I'm a huge believer in fate. I believe that we walk certain paths so that we do certain things and meet certain people. I believe that if, say, you get the urge to drop everything, quit your job and move to New York City with a van full of stuff and an uncashed tax return check YOU SHOULD DO IT. Because you never know if you'll get that job where the employer went through 18 applicants to get to you and then they assign you a desk right next to the man you're going to marry in 5 years. Trust me. It happens. ;)
So I now believe that fate stepped in again last Monday when I went to the ER at Lenox Hill Hospital. I knew I was being admitted so I packed up my overnight bag and washed my hair and face and headed off. I spent most of the day laying around in a drugged up haze until they moved me to a room at about 8:00 pm. There was no one in the room so I was able to choose the window bed. Now I knew I was getting a room mate. Hospitals are way too efficient to over look an empty bed and the ER was pretty packed that day. The only thing I was looking forward to during my stay, well except for pain relief, was some peace and quiet. Now I worried that my room mate would be loud or mean or worse, really really sick.
When I heard them rolling in a gurney I knew this was it. The curtain between the beds was drawn so I couldn't see anything. It took them some time to get settled in before they walked to the bathroom which was by my bed. She smiled at me and said "Hi roomy. I'm Susan." She seemed to be about my age and her smile reminded me of a friend I've had since the 9th grade. Over the next three days Susan and I formed a friendship that I think will last.
Susan came to the ER from dinner so she was wearing her pearls and earrings with her hospital gown.
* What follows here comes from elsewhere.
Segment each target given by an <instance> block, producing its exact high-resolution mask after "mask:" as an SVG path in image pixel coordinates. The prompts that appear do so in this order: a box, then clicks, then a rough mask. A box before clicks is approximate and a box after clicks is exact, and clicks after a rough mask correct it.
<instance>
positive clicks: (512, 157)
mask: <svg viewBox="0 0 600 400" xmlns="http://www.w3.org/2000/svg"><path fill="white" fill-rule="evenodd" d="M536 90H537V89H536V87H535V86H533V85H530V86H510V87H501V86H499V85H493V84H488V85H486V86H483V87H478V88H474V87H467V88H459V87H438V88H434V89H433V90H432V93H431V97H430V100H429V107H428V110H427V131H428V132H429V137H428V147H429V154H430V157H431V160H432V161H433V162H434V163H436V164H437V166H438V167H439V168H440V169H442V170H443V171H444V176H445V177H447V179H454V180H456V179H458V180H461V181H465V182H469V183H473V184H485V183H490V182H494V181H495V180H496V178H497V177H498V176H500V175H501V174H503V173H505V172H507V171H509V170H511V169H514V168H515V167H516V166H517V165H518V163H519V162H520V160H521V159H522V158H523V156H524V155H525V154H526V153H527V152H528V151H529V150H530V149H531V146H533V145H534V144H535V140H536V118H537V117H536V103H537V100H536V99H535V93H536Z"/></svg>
We hit it off right away and talked about everything. We both got Heparin shots that gave us murderous headaches. So we formed the Anti-Heparin League and started taking walks in the hallway to prevent both the shots and the blood clots. Like I said, Susan had on her pearls and she also had to carry her handbag with her on our walks. So imagine the two of us strolling arm in arm down the hallway dragging IV carts and chattering away. We even had one of those traditional hospital episodes where a nice young doctor comes up and says "Um Miss, you should close the back of your gown." Ah yes . . . you can imagine I'm sure. It totally cracked us up (could have been the drugs) and we were also highly amused by the young resident who had to come in and ask about our bowel movements every day. Nice.
On Thursday morning before they came to get me for surgery Susan asked for my husband's phone number so she could check on me. Luis told me later that she called and he filled her in. After the surgery I was moved to a different room and when my family left I was very sad. I realized this was the first time I had been there alone because I had always had Susan right next door. We spoke again when she called me the next day to check in and see if I was sent home yet. It's like we've known each other forever.
Now imagine the odds in a city the size of New York to end up sharing a hospital room with someone you get along with so well. Sounds like we were fated to be friends, no? :)
I hope to get together with her soon and cash in on her promise to teach me to cook something French. So once my week of doctors visits is past and my friend who is visiting next week has come and gone (Hi Ida! Seems we were fated to be friends, too, huh?) I hope to see Susan again.
Susan, thank you so so much for being there. (Though I am sorry it was so painful for the two of us.) It really made a scary situation much better.
As to my health, I've been getting around pretty well, don't so much need that cane anymore but anything that falls on the floor stays on the floor. I've been doing some cross stitch and watching some TV and anxiously awaiting my return to normal life. I hope to have some projects to share soon!